Broadcast captioners use computer software and stenotype machines to provide a text version of the audio programming of television shows or news broadcasts.
According to the website PagerankStudio.com captions are created during a broadcasted program. Caption codes become part of the television signal which is a vital service for hearing impaired individuals who must be able to read a text version of spoken words.
Broadcast captioners produce real-time text during an actual program but sometimes they work on offline text television programs that are not live broadcasts. Especially with real-time captioning the job can be stressful because captions of spoken words must be generated within seconds.
The website degreedirectory.org says that individuals who want to pursue a broadcast captioner career must complete an associate's or bachelor's degree or a certificate program in court reporting that has been approved by the National Court Reporter's Association (NCRA). They can attend classes in person but distance-learning programs are available. In order to complete the program successfully they must be able to type quickly and accurately and also serve in an internship.

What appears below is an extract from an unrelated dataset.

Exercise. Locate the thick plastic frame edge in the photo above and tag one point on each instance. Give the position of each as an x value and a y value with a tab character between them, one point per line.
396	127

It is recommended that individuals satisfy the requirements for a credential such as a Certified Broadcast Captioner by passing an examination. Most broadcast captioners work full time for captioning companies which then contract with broadcasters to caption both live and recorded programs. However some broadcast captioners work on a freelance basis.
According to the U.S. Bureau of Labor Statistics the employment outlook for broadcast captioners is excellent because of recent federal telecommunications laws. Annual earnings for this profession range from approximately $25400 to $89300.